その日、俺はいつも通り新たな仲間を求めて1人街をぶらついていたのだ。
情報求めて酒場のマスターから色々話を聞いていたら、気になる情報が飛び出した。
「王子様が追放?」
「あぁ、王都ではこの話題で持ちきりだ。うつけ者の第五王子が王に勘当されて、城から追い出されたってな。」
「……へぇ。なるほどな。……ちなみにその第五王子の場所とかは分かったりするか?あと容姿も。」
「なんでそんなことが知りたいんだ?」
「色々と気になっただけだ。情報持ってるなら……これを。」
マスターの前にいくつかの硬貨をチラつかせる。
「この倍くれたら話してやるよ。」
「よし、交渉成立♪」
そういって更に倍の硬貨をマスターに渡したあと、マスターは話し始めた。
「確か砂漠の街【アルバーナ】で目撃情報があるって聞いたな。今もそこにいるかどうかは知らねぇけど。見た目は俺も見たことあるから覚えてるぜ。金髪のイケメンだった。それと頬に傷跡がある。」
「……なるほど、参考になった。ありがとな!」
「礼はいらねぇよ、金出せばいくらでも話すさ。」
マスターに感謝を述べた後、俺は酒場を去った。
……第五王子ねぇ。良いポジションのキャラじゃないか!きっと凄い才能の隠しているチート能力とかを持っているはずだ。……仲間にしたい!きっとそいつも主人公格なはずだ。

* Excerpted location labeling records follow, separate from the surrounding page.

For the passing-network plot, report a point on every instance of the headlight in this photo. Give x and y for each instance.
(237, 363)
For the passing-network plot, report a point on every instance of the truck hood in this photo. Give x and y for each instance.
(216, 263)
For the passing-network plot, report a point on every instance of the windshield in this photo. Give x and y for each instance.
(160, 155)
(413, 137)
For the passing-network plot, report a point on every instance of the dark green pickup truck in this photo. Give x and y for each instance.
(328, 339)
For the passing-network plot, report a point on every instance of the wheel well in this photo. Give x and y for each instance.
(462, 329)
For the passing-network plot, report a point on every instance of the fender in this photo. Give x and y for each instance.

とはいえ元王族、一筋縄ではいかないだろうが……とりあえずやるだけやってみるとするか。
そんなこんなでユーリとミナと話し合って、この街【バーラット】にいる王子様を探しに来たのが、ここに至るまでの経緯というわけだ。にしてもマジで暑いっ、ホントに暑い!
水飲んでないとすぐに干からびてしまう。
こんな街来るんじゃなかったと後悔している。……こうなったら何がなんでも王子様を見つけて仲間に引き入れてやる!絶対に!
まぁ、そんな都合よく見つかるわけがないんだが……ん?
「…………」
俺たちが休憩しようと宿屋を探していると、道端に倒れている男がいた。……可哀想に、彼も暑さで倒れてしまったのか。助ける義理はないから無視……いや、せっかくだし金品を強奪していくか。
そう思い近づいて、身ぐるみを剥ごうとするとローブで隠れていた、男の顔が目に入った。
……金髪でイケメン、頬に傷跡。
俺が探している人物、第五王子【アレン】のご尊顔と特徴が完全に一致した。
……俺の能力って実は主人公補正なんじゃねぇかな。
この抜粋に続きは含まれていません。